We Are All Pilots
Morning Reflection
When I look back on my years in the sky, I realize that flying was never merely a profession—it was a metaphor for life itself. In one way or another, we are all pilots on journeys that do not truly end. We may not hold a control yoke or read radar data, yet we grasp the yoke of our choices and navigate an existential sky filled with surprises.
Every person wakes in the morning as a pilot does before takeoff: reviewing plans, arranging priorities, preparing for a new day. Yet deep within, we know that what awaits us carries no guarantee. A day may begin in calm, and a single word or piece of news may alter its entire course. We may believe we are embarking on a short trip, only to discover it is longer and deeper than we imagined.
The difference is that a pilot learns from the beginning to acknowledge the unknown. Many, however, flee from this truth, convincing themselves that their routes are predetermined and that clouds will never cross their path. But reality remains unchanged: a storm may visit any of us, at any time.
Evening Reflection
In the quiet of evening, I understand that our resemblance to the pilot is deeper than we think. We all carry inner instruments. Some carry values like navigation systems guiding them through darkness. Others carry experience like radar, revealing mistakes before they are made. And some carry hearts capable of direction when all indicators fail. The tools differ—but every journey requires them.
We are all pilots because we all face storms: sudden illness, the loss of someone dear, inner doubt, or the quiet helplessness before the passage of time.
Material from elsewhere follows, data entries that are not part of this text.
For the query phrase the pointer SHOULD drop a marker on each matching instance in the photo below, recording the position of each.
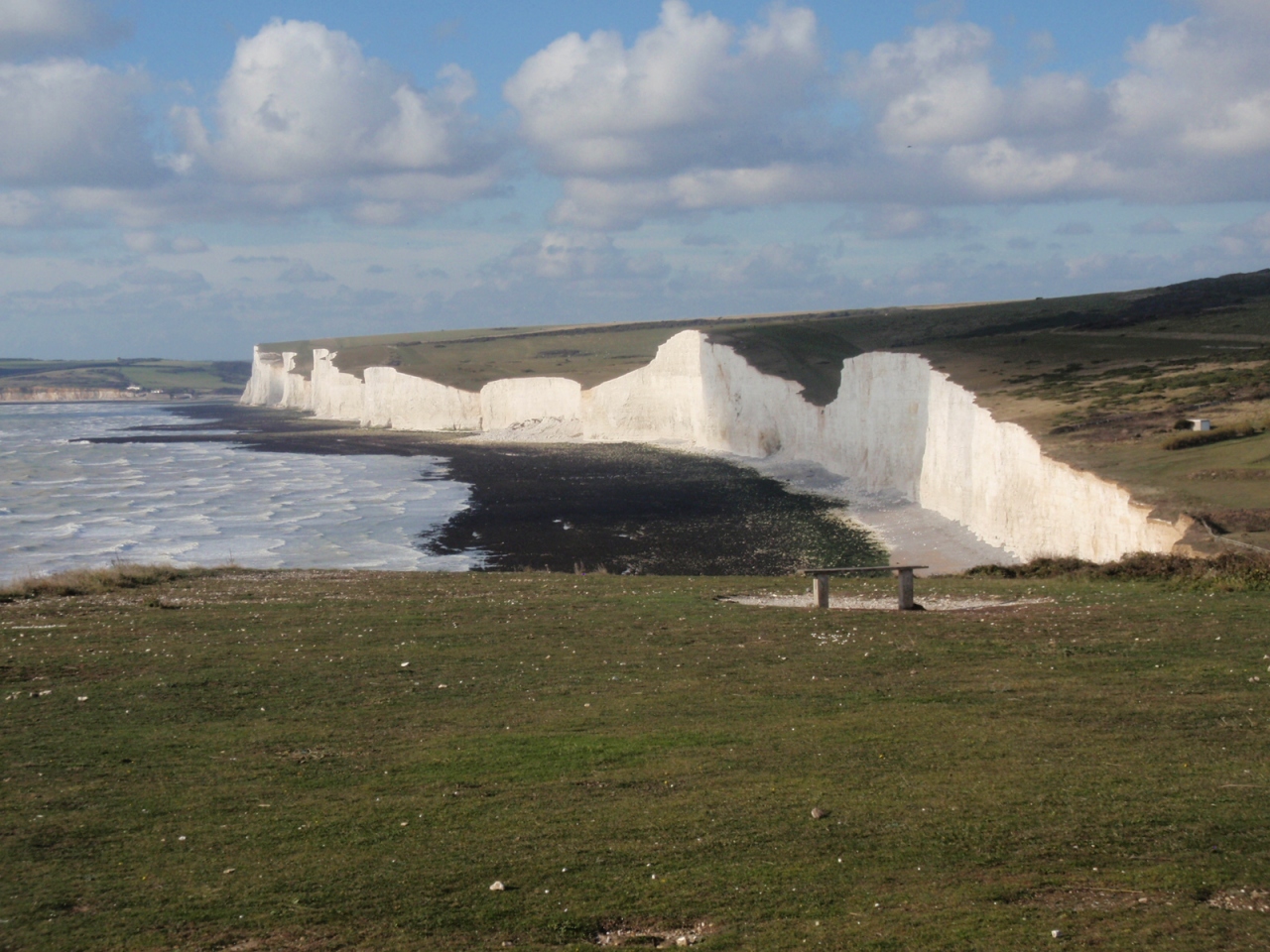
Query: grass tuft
(94, 581)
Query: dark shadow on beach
(572, 507)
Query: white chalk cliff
(897, 425)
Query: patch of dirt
(309, 754)
(931, 603)
(1246, 900)
(629, 936)
(1093, 898)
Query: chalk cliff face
(273, 384)
(897, 425)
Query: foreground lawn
(310, 761)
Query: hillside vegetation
(1100, 380)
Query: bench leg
(906, 589)
(821, 590)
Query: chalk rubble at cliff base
(876, 603)
(898, 428)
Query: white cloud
(67, 122)
(303, 273)
(304, 118)
(572, 257)
(698, 114)
(150, 243)
(19, 208)
(41, 27)
(1159, 225)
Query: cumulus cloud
(183, 282)
(305, 118)
(44, 27)
(572, 257)
(621, 122)
(686, 90)
(67, 122)
(150, 243)
(303, 273)
(1159, 225)
(698, 114)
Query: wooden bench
(821, 583)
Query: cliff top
(1100, 380)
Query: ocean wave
(73, 504)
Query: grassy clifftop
(172, 377)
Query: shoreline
(570, 507)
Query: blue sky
(185, 179)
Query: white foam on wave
(70, 504)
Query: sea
(66, 503)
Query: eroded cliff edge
(897, 425)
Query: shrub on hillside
(1229, 571)
(1206, 436)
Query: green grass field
(320, 761)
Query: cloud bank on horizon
(698, 164)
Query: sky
(185, 179)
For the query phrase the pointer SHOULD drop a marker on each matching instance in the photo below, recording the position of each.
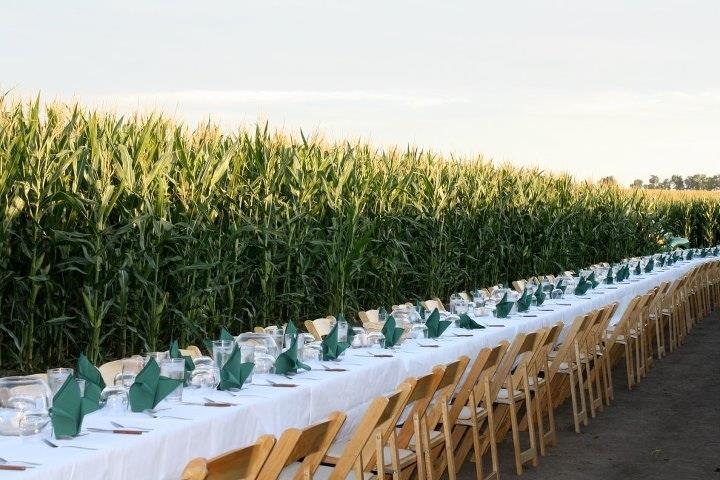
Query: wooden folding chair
(471, 414)
(244, 463)
(367, 440)
(436, 440)
(563, 371)
(516, 390)
(540, 380)
(298, 452)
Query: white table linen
(163, 452)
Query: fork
(117, 425)
(4, 461)
(53, 445)
(153, 413)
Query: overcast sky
(623, 88)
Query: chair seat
(503, 396)
(406, 457)
(436, 438)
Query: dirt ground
(668, 427)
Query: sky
(621, 88)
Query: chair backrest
(446, 388)
(244, 463)
(358, 453)
(483, 368)
(418, 402)
(519, 285)
(308, 444)
(319, 327)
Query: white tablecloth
(163, 452)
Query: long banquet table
(163, 452)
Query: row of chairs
(430, 425)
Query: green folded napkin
(435, 325)
(224, 335)
(524, 301)
(68, 410)
(609, 278)
(503, 307)
(290, 328)
(391, 332)
(94, 383)
(540, 295)
(150, 387)
(234, 372)
(420, 308)
(649, 266)
(175, 353)
(468, 323)
(582, 287)
(288, 362)
(332, 348)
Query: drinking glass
(56, 378)
(222, 349)
(24, 403)
(130, 368)
(376, 340)
(114, 399)
(174, 368)
(206, 377)
(418, 331)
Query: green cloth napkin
(150, 387)
(288, 362)
(69, 408)
(224, 335)
(332, 348)
(391, 332)
(94, 383)
(503, 307)
(582, 287)
(591, 278)
(649, 266)
(234, 372)
(420, 308)
(609, 278)
(435, 325)
(468, 323)
(540, 295)
(524, 301)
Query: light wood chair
(367, 439)
(436, 439)
(471, 414)
(516, 394)
(564, 372)
(244, 463)
(298, 452)
(320, 327)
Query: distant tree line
(676, 182)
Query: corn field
(120, 234)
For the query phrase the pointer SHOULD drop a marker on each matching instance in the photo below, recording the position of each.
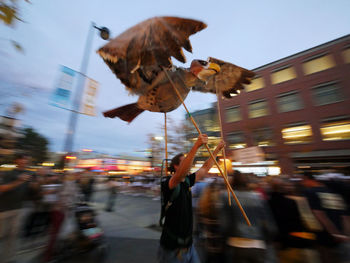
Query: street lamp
(104, 34)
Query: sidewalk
(127, 231)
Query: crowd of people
(293, 218)
(297, 218)
(33, 204)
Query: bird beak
(214, 67)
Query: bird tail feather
(126, 112)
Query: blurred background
(292, 121)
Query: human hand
(341, 238)
(202, 139)
(221, 145)
(24, 177)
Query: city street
(128, 230)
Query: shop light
(48, 164)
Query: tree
(33, 144)
(9, 14)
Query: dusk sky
(247, 33)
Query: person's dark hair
(308, 174)
(240, 181)
(175, 161)
(20, 156)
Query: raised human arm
(8, 187)
(186, 164)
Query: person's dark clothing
(178, 224)
(288, 220)
(13, 199)
(332, 204)
(111, 198)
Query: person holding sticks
(176, 243)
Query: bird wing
(136, 81)
(138, 55)
(230, 79)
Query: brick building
(297, 109)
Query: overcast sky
(247, 33)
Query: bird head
(203, 69)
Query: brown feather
(126, 112)
(229, 79)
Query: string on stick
(209, 151)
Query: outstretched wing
(137, 81)
(228, 81)
(137, 55)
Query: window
(257, 83)
(297, 134)
(283, 75)
(336, 130)
(236, 140)
(289, 102)
(258, 109)
(233, 114)
(346, 55)
(318, 64)
(327, 93)
(263, 137)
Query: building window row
(323, 94)
(309, 66)
(337, 129)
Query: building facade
(297, 109)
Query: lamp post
(104, 34)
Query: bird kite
(141, 58)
In such moments, all we can do is grasp the inner yoke and say, “I will keep flying, no matter what.” Courage is not the absence of storms; it is the decision to continue within them.
We are pilots, too, because our hearts can perceive beauty in chaos. How many times have we laughed in our darkest hours? How often have we glimpsed a small light within heavy darkness? That light is like lightning splitting the sky—a reminder that life can still astonish us.
I remember watching passengers during turbulence. Some closed their eyes. Some gripped their seats. Others stared into the darkness beyond the window. I knew that as the pilot, I was not flying alone—I carried many lives with me. So it is in life: we are not pilots of our own destiny alone. Our decisions ripple outward, touching others, shaping their paths as well.
We fly with our dreams, our small and great choices. Each decision is a new takeoff. When we begin a new job, we depart from a familiar airport toward unknown terrain. When we lose someone dear, we find ourselves in the heart of a storm we must navigate safely. And each time we endure, we become more aware—of our fragility and our strength at once.
A true pilot is not measured only by the number of successful flights, but by the ability to remain human and calm under pressure. Likewise, the true human being is not the one who never fears, but the one who smiles despite fear, continues despite fatigue, and dreams despite the disorder of the world.
Today, writing as a retired pilot, I no longer distinguish between sky and life. Both are journeys. Both offer no guarantees. Both are filled with storms and wonder. The only difference is that an airplane lands after hours, while the human journey ends only with the final breath. And even then, I believe the journey continues in a way we have yet to understand.